Sunday, May 6, 2012

PEEPING TOM (1960)


Country: U.K.
Genre(s): Horror
Director: Michael Powell
Cast: Karlheinz Bohm / Anna Massey / Maxine Audley

Plot
A serial killer obsessed with filming his victims in their last moments begins a romantic relationship with the young woman who lives downstairs from him.


What I Liked
Often referred to as the British “Psycho,” “Peeping Tom” was made the same year as that more famous Hitchcock film and it is hard not to draw comparisons between the two.  Both involve socially awkward young men who are in fact serial killers.  Both men were traumatized during childhood by domineering parents and are still obsessed with pleasing their now deceased parents.  Both men rent out rooms to guests while they live above, in self-imposed seclusion.  But there are also great dissimilarities and “Peeping Tom” deserves to be judged on its own.  Instead of the out-of-the-way Bates Motel from “Psycho” we have the urban landscape of London inhabited by Mark Lewis, the title character.  Karl Bohm plays Lewis as something of a man-child at times – idealistic and emotionally frail – and at other times as a cold egomaniac – bitter and manipulative.  That’s not to say Bohm’s performance is inconsistent, but rather that he makes the character seem truly disturbed, insecure, and unpredictable.

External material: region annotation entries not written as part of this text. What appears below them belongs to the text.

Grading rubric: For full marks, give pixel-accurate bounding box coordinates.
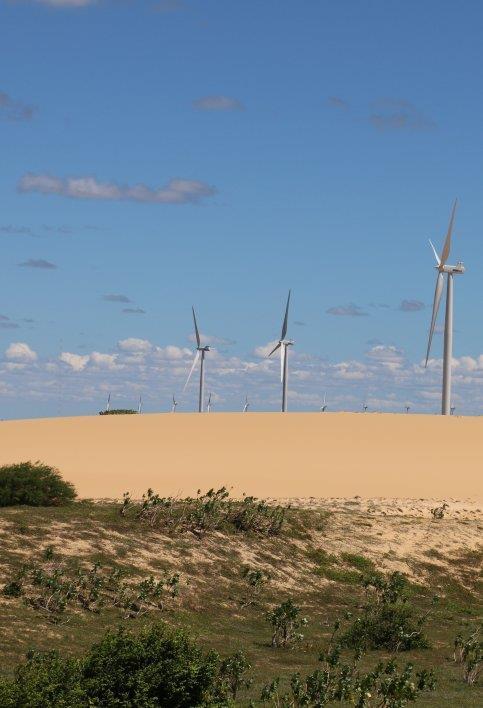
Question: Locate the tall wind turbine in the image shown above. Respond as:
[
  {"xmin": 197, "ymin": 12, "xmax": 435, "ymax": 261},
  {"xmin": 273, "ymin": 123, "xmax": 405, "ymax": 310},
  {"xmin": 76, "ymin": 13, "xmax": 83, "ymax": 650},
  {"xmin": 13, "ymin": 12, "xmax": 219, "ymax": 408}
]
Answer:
[
  {"xmin": 183, "ymin": 307, "xmax": 210, "ymax": 413},
  {"xmin": 425, "ymin": 200, "xmax": 465, "ymax": 415},
  {"xmin": 268, "ymin": 290, "xmax": 293, "ymax": 413}
]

Though it is considered a precursor to the slasher films that would develop in the 1970s, the body count in this film is decidedly less than those of the movies that followed it.  Also unlike most of those films, the fear here is not generated by the fact that the killer is some huge or powerful figure who relentlessly stalks his prey, but rather that he seems by sight a rather normal, nondescript guy.  Through much of the film, Lewis is just someone who slinks around anonymously in the background, completely disregarded by those around him.  So here the killer isn’t the supernatural monster of earlier horror films.  Nor is he the hulking masked killer of later slashers.  He could be any one of the people we live and work amongst.


What I Didn’t Like
*spoiler alert!*
The guy kills with his camera?  Really?  He literally uses a spike on the end of one of the legs of his camera to impale the women through the throat.  While the filmmakers later on relate this to his motivation for killing, it still feels like a cheesy gimmick and not particularly frightening.

One of the scenes where this weapon is used was particularly ridiculous, but not exactly for that reason.  In one of the scenes, an ambitious actress dances in front of Lewis, thinking he is setting up a shot for a scene they are to film together in secret.  The whole thing is preposterous and seems contrived, simply put in for a gratuitous little dance number in the middle of this psychological thriller.  It was awkward and not at all believable.


Most Memorable Scene
The opening scene where we watch through the killer’s eyes as he follows a victim through the city streets, up a flight of stairs, and into her bedroom might seem slightly cliché today, but I doubt moviegoers of the period had that impression.  “Peeping Tom” was a very controversial film for its time and not in small part because of scenes like this that made the audience feel as though they were participants in the murder as sadistic voyeurs.  Watching it, I was  left with the impression that John Carpenter ripped off the entire opening sequence of “Halloween” from “Peeping Tom.”